Sembrava un giorno come tanti. Abdou osservò il sole abbassarsi all’orizzonte. Asciugò la fronte col dorso della mano. Deglutì a vuoto. Aveva la gola riarsa e la bocca impastata dalla polvere. Si guardò intorno. Era solo. Dove diavolo erano finiti gli altri? Possibile che si fossero allontanati tutti e lui non se ne fosse accorto?
Si avviò alla baracca strascicando le gambe. Lo attendevano del pane raffermo che aveva messo a rinvenire nell’acqua dalla mattina e un pomodoro. La sua solita cena: con i due spiccioli che guadagnava spaccandosi la schiena tutto il giorno non poteva permettersi di più. 
Ogni euro che riusciva a risparmiare lo infilava dentro a una lattina vuota. 
Per tenerla al sicuro, aveva tagliato il materasso proprio all’altezza della testa. Un piccolo tesoro nascosto dal lenzuolo e dal cuscino. 
Gli piaceva ascoltare il tintinnio delle monete, sempre più cupo man mano che il barattolo si riempiva. Un giorno ne avrebbe avute abbastanza da potersi pagare il viaggio di ritorno. Era ancora giovane, forse avrebbe potuto ricominciare tutto da capo. Se solo fosse riuscito a tornare nella sua terra, non l’avrebbe più abbandonata. Mai più. Ne era certo. Anche se gli avessero messo in mano un fucile e l’avessero spedito a calci a combattere per chissà chi o che cosa. Non aveva niente da perdere, ormai. 

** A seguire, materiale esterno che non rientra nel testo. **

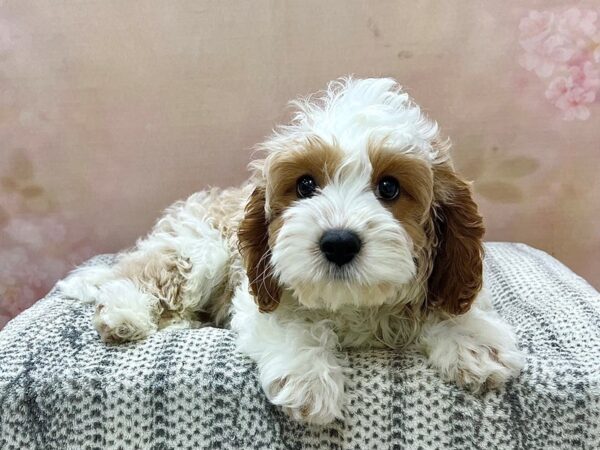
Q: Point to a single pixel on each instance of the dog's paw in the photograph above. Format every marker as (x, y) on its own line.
(479, 367)
(477, 353)
(309, 398)
(124, 313)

Dopo tanto tempo si chiedeva ancora perché, tra tanti, la tempesta avesse scelto di risparmiare proprio lui. La furia del mare, quella notte, si era presa anche Fatimah e Kiros, suo figlio di soli tre anni. Non avrebbe mai dimenticato i loro sguardi terrorizzati mentre venivano inghiottiti dai flutti. Se avesse avuto più fortuna sarebbe morto insieme a loro. Aveva anche tentato di raggiungerli. Si era abbandonato del tutto alle onde con la speranza di riabbracciarli in un luogo migliore, ma la risacca lo aveva restituito vivo. 
Il pescatore che lo aveva trovato esanime sulla spiaggia, la mattina dopo, aveva rinvenuto un documento vicino al corpo. Non era il suo. Non si leggeva tanto bene, ma per registrarsi al centro di accoglienza era stato sufficiente mostrare quello.
Quando poteva, camminava fino alla riva e s’inginocchiava sulla battigia. Non sapeva pregare, ma era certo che i suoi cari potessero avvertire la sua presenza. 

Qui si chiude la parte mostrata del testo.